I've just created a new DocSite project and the default Web.Config has both its type configurations and assembly references pointed to ASP.NET  v3.5.0 assemblies.

Does it work to completely replace the referenced assemblies and rewrite alle version information used everywhere to point to v2.0.0 assemblies?

Peter Vrenken - MCPD: Enterprise Applications Developer - Sigmax Mobile Solutions
Mobile Development tools: HeadsUp | uTrack | ANit
Mobile technology: xTechnology | TransparaM | Pica.Mo


Oct 27, 2008 at 8:12 PM
Hi Peter,

You are correct.  It seems that Visual Studio doesn't automatically update the web.config file for the target Framework version that you choose in the New Project dialog.  I think this is a limitation of user project templates.

However, changing the target Framework version from the standard Properties dialog for an existing DocSite worked fine for me.  Visual Studio intelligently cleaned up the web.config file, removing all .NET 3.5 Framework references while leaving the customized DocSite sections.  I didn't try building the project although it looks like it should work.

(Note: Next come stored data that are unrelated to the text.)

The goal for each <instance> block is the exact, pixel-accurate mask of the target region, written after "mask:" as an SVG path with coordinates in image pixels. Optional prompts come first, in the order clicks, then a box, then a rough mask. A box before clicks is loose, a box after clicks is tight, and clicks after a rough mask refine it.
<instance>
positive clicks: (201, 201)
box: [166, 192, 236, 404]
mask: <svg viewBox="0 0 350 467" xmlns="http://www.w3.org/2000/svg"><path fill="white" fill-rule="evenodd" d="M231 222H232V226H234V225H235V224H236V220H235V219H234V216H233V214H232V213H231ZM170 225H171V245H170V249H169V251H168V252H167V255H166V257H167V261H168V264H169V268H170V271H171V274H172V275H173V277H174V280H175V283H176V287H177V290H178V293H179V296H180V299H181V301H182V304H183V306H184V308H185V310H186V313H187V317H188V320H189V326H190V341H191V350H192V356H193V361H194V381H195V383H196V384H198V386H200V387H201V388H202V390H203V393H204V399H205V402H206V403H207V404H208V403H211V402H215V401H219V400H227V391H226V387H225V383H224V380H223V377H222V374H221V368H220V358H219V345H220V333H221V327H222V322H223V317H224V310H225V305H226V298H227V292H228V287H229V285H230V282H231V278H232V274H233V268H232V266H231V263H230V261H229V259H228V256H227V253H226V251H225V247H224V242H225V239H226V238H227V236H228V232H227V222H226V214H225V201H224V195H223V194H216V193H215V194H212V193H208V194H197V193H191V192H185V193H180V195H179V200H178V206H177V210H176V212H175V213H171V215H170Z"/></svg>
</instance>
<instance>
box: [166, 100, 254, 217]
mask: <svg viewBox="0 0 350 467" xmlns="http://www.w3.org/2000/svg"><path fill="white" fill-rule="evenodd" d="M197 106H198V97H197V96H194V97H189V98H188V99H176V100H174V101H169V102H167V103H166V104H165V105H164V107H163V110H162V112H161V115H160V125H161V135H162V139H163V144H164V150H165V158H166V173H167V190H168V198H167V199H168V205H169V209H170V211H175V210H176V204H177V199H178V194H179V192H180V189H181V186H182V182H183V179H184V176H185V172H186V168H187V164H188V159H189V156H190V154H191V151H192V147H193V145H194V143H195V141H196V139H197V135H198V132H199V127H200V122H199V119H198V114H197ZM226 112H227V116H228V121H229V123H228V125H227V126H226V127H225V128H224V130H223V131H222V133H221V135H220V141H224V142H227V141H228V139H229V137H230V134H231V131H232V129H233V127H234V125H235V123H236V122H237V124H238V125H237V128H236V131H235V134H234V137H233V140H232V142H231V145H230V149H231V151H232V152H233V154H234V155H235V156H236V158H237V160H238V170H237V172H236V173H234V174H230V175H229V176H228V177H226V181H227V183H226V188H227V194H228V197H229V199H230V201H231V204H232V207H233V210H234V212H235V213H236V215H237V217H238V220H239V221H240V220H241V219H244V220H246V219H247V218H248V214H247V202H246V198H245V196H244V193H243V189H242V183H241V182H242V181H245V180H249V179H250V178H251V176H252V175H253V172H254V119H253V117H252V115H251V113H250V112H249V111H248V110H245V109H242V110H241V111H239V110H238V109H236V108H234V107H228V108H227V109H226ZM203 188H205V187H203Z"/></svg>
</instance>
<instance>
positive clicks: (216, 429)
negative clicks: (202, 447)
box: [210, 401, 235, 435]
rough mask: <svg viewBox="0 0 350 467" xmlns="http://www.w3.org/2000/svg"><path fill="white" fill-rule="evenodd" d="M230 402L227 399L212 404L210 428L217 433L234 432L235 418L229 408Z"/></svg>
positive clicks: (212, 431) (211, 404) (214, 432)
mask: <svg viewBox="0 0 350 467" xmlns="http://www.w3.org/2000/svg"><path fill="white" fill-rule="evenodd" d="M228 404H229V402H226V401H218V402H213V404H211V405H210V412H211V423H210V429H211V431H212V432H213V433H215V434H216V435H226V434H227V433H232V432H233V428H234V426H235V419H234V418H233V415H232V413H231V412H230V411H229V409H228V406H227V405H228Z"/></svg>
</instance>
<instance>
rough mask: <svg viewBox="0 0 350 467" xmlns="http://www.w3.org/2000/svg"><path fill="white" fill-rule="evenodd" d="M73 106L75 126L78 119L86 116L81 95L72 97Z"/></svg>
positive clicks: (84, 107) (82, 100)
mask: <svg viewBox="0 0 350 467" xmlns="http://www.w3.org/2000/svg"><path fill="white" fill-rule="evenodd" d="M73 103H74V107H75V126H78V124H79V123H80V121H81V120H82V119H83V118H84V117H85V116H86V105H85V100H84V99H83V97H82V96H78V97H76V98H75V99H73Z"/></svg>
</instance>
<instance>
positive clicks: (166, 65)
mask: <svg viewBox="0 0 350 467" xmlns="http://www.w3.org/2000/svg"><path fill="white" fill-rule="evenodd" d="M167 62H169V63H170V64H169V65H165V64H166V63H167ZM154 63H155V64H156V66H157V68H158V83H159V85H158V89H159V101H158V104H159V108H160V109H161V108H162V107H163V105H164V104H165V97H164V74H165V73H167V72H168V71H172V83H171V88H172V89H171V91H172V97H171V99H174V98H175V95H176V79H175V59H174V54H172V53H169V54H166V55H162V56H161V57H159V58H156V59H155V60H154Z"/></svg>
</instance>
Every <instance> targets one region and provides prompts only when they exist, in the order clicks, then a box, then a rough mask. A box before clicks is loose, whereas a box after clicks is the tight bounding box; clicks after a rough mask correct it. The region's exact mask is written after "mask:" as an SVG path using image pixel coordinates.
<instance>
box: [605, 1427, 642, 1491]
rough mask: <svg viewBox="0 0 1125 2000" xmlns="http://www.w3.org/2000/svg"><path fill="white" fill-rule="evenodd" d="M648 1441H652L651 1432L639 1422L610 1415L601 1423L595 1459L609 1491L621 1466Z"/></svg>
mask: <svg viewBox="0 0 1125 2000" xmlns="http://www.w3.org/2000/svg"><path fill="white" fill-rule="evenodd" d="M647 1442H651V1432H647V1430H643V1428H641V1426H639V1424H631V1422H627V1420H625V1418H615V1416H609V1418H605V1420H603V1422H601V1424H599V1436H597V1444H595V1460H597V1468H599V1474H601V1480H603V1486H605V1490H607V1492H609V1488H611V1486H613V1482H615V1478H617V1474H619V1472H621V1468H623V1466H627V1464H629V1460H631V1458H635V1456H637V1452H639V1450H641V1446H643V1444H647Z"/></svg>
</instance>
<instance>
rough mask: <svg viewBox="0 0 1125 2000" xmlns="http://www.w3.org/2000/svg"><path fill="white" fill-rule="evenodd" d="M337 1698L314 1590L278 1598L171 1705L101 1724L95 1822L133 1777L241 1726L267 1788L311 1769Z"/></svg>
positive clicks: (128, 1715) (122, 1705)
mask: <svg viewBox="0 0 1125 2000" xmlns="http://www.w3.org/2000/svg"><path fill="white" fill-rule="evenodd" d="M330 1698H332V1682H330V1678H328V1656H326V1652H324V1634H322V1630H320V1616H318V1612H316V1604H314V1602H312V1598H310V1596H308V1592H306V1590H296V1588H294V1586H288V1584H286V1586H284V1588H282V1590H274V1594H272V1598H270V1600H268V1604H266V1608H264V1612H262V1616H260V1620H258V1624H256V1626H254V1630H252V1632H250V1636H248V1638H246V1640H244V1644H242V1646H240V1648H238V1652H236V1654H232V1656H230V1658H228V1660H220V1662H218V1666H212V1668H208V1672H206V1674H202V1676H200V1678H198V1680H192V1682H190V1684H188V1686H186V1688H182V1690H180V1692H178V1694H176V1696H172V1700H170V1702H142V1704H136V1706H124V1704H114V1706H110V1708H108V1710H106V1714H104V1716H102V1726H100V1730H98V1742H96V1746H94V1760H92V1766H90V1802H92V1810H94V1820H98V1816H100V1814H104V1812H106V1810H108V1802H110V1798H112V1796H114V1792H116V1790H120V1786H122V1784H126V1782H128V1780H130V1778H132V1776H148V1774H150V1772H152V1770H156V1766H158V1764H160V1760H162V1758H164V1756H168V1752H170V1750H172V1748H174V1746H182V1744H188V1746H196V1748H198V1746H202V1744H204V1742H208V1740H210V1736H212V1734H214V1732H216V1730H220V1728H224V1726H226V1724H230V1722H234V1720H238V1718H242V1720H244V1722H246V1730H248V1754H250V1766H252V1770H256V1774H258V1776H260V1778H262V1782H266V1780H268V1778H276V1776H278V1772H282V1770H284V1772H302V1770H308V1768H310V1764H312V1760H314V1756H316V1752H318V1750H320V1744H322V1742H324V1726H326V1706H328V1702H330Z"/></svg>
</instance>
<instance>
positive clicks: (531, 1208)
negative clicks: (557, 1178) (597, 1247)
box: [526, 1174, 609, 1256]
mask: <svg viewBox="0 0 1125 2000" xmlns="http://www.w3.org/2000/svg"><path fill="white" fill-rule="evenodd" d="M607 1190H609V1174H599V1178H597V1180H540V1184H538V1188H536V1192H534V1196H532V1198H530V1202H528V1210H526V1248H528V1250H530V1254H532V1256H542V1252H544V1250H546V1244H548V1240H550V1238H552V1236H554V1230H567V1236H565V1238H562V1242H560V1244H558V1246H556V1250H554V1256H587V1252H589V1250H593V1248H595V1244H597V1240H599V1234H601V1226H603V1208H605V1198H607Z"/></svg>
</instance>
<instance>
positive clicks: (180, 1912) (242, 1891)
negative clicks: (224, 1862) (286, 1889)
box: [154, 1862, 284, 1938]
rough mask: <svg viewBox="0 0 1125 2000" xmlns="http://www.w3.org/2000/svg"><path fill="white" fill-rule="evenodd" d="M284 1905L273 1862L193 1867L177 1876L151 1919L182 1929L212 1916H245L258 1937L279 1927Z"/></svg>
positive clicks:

Try it this way and if you have any other problems please let me know.

- Dave
Oct 28, 2008 at 12:06 AM

Hello Dave,

There also seem to be some problems in the Controls folder. After changing to the 2.0 Framework the controls in this folder do not work anymore because of some 3.5 dependency. It seems that some default controls are only available in the 3.5 Framework. One example is the UpdatePanel.

Any advice?  

Peter Vrenken - MCPD: Enterprise Applications Developer - Sigmax Mobile Solutions
Mobile Development tools: HeadsUp | uTrack | ANit
Mobile technology: xTechnology | TransparaM | Pica.Mo


Oct 28, 2008 at 1:21 AM
Edited Oct 28, 2008 at 1:23 AM
Hi Peter,

Yep, correct again :)  Thanks for pointing out these issues.  This thread will probably help others as well.

See the Requirements section of the DocSite Templates document for a link to download ASP.NET 2.0 AJAX Extensions 1.0:

(On the download page make sure that you get the 1.0 Extensions.)

This stuff is built-in to the .NET Framework 3.5 so a separate installation is not required.

I'll make the Requirements section clearer by adding a subsection for something like, "Requirements for Visual Studio 2008 projects that target the .NET Framework 2.0 or 3.0".

- Dave

Don't forget to add an assembly reference to the extensions library and make sure that Copy Local is set to True for the reference in the Properties tool window.